S. 21, v. 8: Un tal principe greco, che si vantava della stirpe di Costantino Magno, e mostrava privilegi di cartapecora vecchia, veggendo l’ambizione degl’italiani, dava loro titoli a decine senza risparmio per ogni minima mercede. E a Ferrara fe’ gran profitto, dove infeudò le terre del Turco.

S. 27, v. 1: Veramente Bosio Duara signor di Cremona rimase anch’egli prigioniero de’ bolognesi in quella guerra.

S. 29, v. 2: Questi versi non diceano cosí nella prima stampa, ma il poeta volse onorare Omero Tortora istorico amico suo e gli mutò.

S. 34, v. 1: Nomi perugini accorciati.

S. 34, v. 8: Questi professava di parlar peruginissimamente secondo il volgare del popolo, e si poteva imparar da lui il parlar perugino. [p. 250 modifica]

S. 39, v. 1: Favella della guerra della Garfagnana tra i lucchesi e i modanesi, nella quale que’ popoli montagnoli per odio si tagliavano le viti e si scorticavano i castagni l’un l’altro con vendetta montanaresca.

S. 42, v. 1: Questi era un personaggio mandato dal governator di Milano per veder d’acquetar que’ popoli; e salvò la piazza di Castiglione spiegando una bandiera del re cattolico, alla quale i modanesi fecero di beretta.
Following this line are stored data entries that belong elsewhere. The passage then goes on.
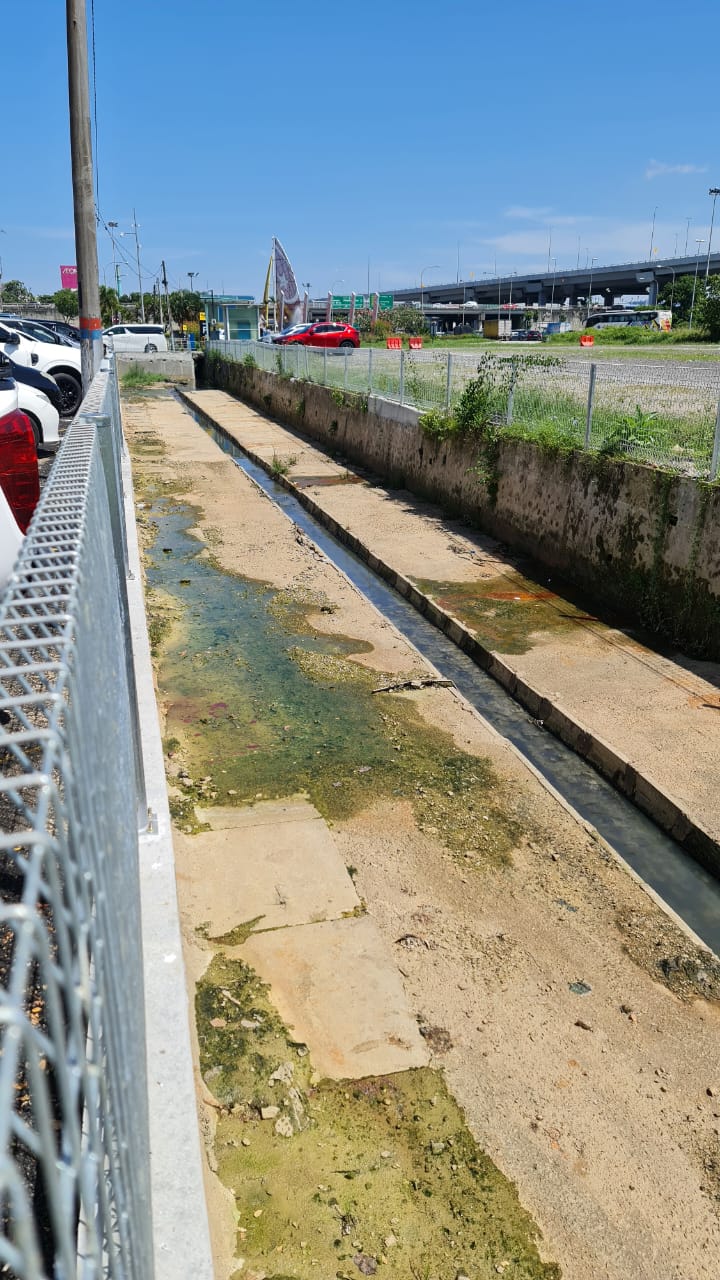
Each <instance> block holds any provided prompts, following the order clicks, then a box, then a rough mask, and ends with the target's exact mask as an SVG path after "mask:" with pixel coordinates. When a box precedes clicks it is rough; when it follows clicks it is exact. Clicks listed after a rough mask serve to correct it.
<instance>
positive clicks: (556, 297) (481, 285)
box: [393, 253, 720, 310]
mask: <svg viewBox="0 0 720 1280" xmlns="http://www.w3.org/2000/svg"><path fill="white" fill-rule="evenodd" d="M706 264H707V259H706V257H703V256H701V257H700V260H698V259H696V257H694V256H692V257H673V259H665V260H664V261H661V262H659V261H652V262H643V261H639V262H620V264H618V265H615V266H600V265H598V264H597V262H596V264H594V265H593V266H587V268H579V269H578V270H569V271H568V270H557V271H530V273H527V274H524V273H515V271H511V273H510V274H507V275H495V276H487V278H483V279H480V280H478V279H470V280H455V282H452V283H450V284H433V283H424V284H423V288H421V289H420V285H419V284H418V285H414V287H413V288H409V289H395V291H393V296H395V301H396V303H397V302H421V303H423V306H424V307H425V308H428V310H432V307H433V306H434V305H437V303H443V302H445V303H448V302H450V303H455V305H456V306H459V307H461V306H462V305H468V302H478V303H482V305H483V306H491V307H492V306H496V307H497V306H502V305H503V303H509V302H527V303H529V305H532V306H548V305H550V303H551V302H555V303H556V305H557V303H568V305H569V306H577V305H578V303H579V302H580V301H582V302H587V301H588V298H589V297H594V298H600V297H602V300H603V303H605V305H606V306H612V303H614V302H615V300H616V298H620V297H624V296H626V294H633V296H638V294H643V293H646V294H647V301H648V305H650V306H653V305H655V302H656V300H657V294H659V292H660V289H661V288H662V287H664V285H665V284H666V283H667V284H670V283H671V282H673V278H678V276H680V275H694V271H696V268H697V270H698V278H701V276H703V275H705V270H706ZM710 273H711V274H712V275H719V274H720V253H712V255H711V257H710Z"/></svg>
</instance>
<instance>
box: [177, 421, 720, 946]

S. 42, v. 3: Alcuni dicono che fu un pezzo di tela rossa, e che i modanesi si lasciarono ingannare dal colore. Nella edizione di Parigi i versi furono mutati da un lucchese che assisteva alla stampa, e voltati a favore della sua nazione. Ognuno procura suo vantaggio.
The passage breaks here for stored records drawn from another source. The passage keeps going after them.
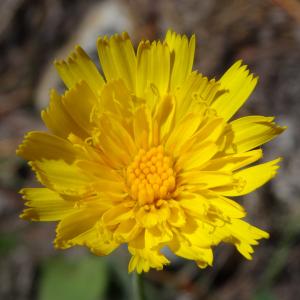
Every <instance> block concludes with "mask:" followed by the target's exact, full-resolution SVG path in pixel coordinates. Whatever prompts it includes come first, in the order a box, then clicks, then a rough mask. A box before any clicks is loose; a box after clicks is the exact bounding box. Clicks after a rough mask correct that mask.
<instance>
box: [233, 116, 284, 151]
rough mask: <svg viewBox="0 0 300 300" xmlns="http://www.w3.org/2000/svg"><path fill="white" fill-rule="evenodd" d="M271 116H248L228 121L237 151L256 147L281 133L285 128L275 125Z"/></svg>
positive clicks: (270, 139) (242, 150)
mask: <svg viewBox="0 0 300 300" xmlns="http://www.w3.org/2000/svg"><path fill="white" fill-rule="evenodd" d="M273 120H274V118H273V117H263V116H248V117H243V118H240V119H237V120H234V121H233V122H231V123H230V125H231V129H232V131H233V134H234V137H233V143H234V144H235V146H236V149H237V152H245V151H247V150H251V149H253V148H255V147H258V146H260V145H262V144H264V143H266V142H268V141H270V140H272V139H273V138H274V137H276V136H277V135H278V134H280V133H282V132H283V131H284V129H285V128H283V127H280V126H278V125H276V124H275V123H274V122H273Z"/></svg>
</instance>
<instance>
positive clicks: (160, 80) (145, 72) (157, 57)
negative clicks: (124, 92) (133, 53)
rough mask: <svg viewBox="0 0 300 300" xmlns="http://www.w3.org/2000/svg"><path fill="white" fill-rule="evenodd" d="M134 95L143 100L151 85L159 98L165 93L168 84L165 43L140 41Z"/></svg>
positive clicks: (163, 94) (166, 88)
mask: <svg viewBox="0 0 300 300" xmlns="http://www.w3.org/2000/svg"><path fill="white" fill-rule="evenodd" d="M137 78H139V80H138V82H137V89H136V94H137V96H138V97H141V98H143V97H144V93H145V91H146V90H147V88H149V87H150V85H151V84H153V85H154V86H155V87H156V88H157V90H158V92H159V95H160V96H163V95H165V94H166V93H167V91H168V89H169V82H170V50H169V48H168V45H167V44H166V43H161V42H160V41H159V42H153V43H150V42H149V41H142V42H141V43H140V44H139V46H138V51H137Z"/></svg>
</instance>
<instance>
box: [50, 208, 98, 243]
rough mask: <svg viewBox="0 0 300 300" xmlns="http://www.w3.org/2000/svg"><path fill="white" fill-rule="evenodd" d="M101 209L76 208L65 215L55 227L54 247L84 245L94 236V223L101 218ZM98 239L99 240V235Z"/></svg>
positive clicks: (94, 234)
mask: <svg viewBox="0 0 300 300" xmlns="http://www.w3.org/2000/svg"><path fill="white" fill-rule="evenodd" d="M101 212H102V211H101V209H95V208H92V209H88V208H81V209H77V211H76V212H74V213H72V214H70V215H68V216H67V217H65V218H64V219H63V220H62V221H61V222H60V223H59V224H58V226H57V228H56V239H55V241H54V244H55V247H57V248H61V249H66V248H69V247H72V246H74V245H85V244H86V243H88V242H91V239H90V238H91V236H93V237H94V238H95V230H97V227H96V224H97V222H98V221H99V220H100V218H101ZM98 240H99V242H101V239H100V236H99V235H98Z"/></svg>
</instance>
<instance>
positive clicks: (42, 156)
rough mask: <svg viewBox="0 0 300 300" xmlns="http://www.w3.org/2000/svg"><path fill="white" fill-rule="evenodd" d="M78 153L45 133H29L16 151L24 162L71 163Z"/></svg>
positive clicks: (63, 142) (48, 133)
mask: <svg viewBox="0 0 300 300" xmlns="http://www.w3.org/2000/svg"><path fill="white" fill-rule="evenodd" d="M78 153H79V151H78V150H76V149H75V148H74V147H73V146H72V144H71V143H70V142H68V141H67V140H65V139H62V138H60V137H58V136H55V135H51V134H49V133H46V132H38V131H31V132H29V133H28V134H27V135H26V136H25V138H24V141H23V143H22V144H21V145H20V146H19V147H18V149H17V155H19V156H21V157H23V158H24V159H26V160H32V161H33V160H41V159H50V160H51V159H63V160H65V161H66V162H67V163H72V162H73V161H74V160H75V158H76V156H77V155H78Z"/></svg>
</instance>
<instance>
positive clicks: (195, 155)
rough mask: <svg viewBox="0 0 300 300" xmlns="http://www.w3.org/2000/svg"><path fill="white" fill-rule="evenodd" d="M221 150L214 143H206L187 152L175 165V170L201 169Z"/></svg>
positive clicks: (204, 142) (184, 153) (177, 170)
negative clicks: (218, 150)
mask: <svg viewBox="0 0 300 300" xmlns="http://www.w3.org/2000/svg"><path fill="white" fill-rule="evenodd" d="M218 150H219V148H218V146H217V145H216V144H214V143H212V142H204V143H202V144H200V145H199V147H197V148H196V149H193V150H191V151H188V152H185V153H184V154H182V155H180V157H179V158H178V160H177V161H176V163H175V166H174V168H175V170H176V171H179V170H184V171H188V170H191V169H197V168H201V166H203V165H204V164H205V163H206V162H207V161H208V160H210V159H211V158H212V157H213V156H214V155H215V154H216V153H217V152H218Z"/></svg>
S. 48, v. 1: Parla secondo gli astrologi. L’aspetto quadrato è infelice, e tanto piú ne’ pianeti maligni come Marte.

S. 53, v. 1: Questo è un consiglio imitato in Petronio Arbitro, dove i consiglieri contendono a chi dice peggio.

S. 53, v. 6: A quel tempo Modana era stata tutta piena di masse di stabbio: oggidí le strade ne sono meno adorne, ma non però in tutto prive. Da Omero sarebbe stata detta urbs bene stabulata.

S. 44, v. 8: È un verso di lingua pretta modanese.

S. 55, v. 3: L’antichitá di Modana si conosce dalle fabbriche particolarmente de’ portici sui balestri, che mostrano d’esser stati fatti assai prima che Vitruvio scrivesse d’architettura.

S. 55, v. 5: Le «canalette» sono le cloache, delle quali è piena quella cittá: e quando le votano, non si può passar per le strade per rispetto della lordura che si diffonde, oltre il puzzo che appesta.

S. 68, v. 1: Chi desidera di saper meglio l’istoria di Telessilla, legga il Leonico, De varia historia.

S. 74, v. 7: Séguita l’opinione di coloro che dissero che i pianeti erano come lampade attaccate al cielo.